Friels tells the director of his understanding of Mick: ''I think he wants her to say that she should plead guilty.'' Earlier, Friels had reassured Boylan her performance as Schapelle ''sounded truthful''. Boylan admits quietly to him she feels pressured.
Later, sitting with her feet up on a bench, she says that as an actor, judging Corby's guilt or innocence ''doesn't serve the story''. She didn't pause to consider potential sensationalism ''until I got some aggressive tweets''.
Her Twitter account is now protected. ''It's part of the job,'' she says of the reaction, ''Hopefully, I'm dealing with it with some grace.''
An army of Corby supporters has mounted a social media campaign against the show, assuming it portrays Corby as guilty.
Thomson admits the legalities of writing are tricky given that most of the players, bar Mick, who died of bowel cancer in 2008, are still alive.
''I feel very much for Schapelle,'' says Thomson. ''I feel sorry that her parole has been seemingly in some state of suspension. I carry that compassion before being worried about legal things.''
Thomson admits she doesn't have a clear idea about what happened: ''I've probably got a few scenarios in my mind. I don't know that anyone will ever know.''
But she sees parallels between how the media treated Schapelle Corby and how it handled the story of Lindy Chamberlain and the disappearance of her daughter Azaria at Uluru in 1980.
Make-up and hair designer Louise Coulston says she's aiming to get ''essence of Mick'' in Friels, given the actor doesn't much resemble him, while Boylan's hair has been darkened and extensions clipped in, along with ''very groomed'' eyebrows. Contact lenses give Boylan's blue eyes more of a turquoise tinge.

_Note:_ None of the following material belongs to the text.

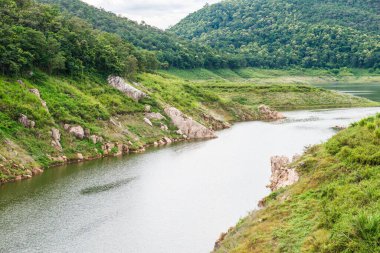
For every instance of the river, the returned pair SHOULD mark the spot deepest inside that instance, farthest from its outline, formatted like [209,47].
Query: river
[175,199]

Jacinta Stapleton, who plays Schapelle's sister, Mercedes, was given prosthetic teeth fitted with an overbite and gummy smile.
Friels says the story leaves guilt or innocence ''up for conjecture … I'm sure everyone has got theories about Schapelle; people say, 'She's guilty, slam her up', [or] 'Oh no, she didn't do it' … but this script doesn't attempt to do that.''
But, he says, ''to lock someone up for 20 years for marijuana, just to me is too severe''.
Schapelle was originally due to air on Monday.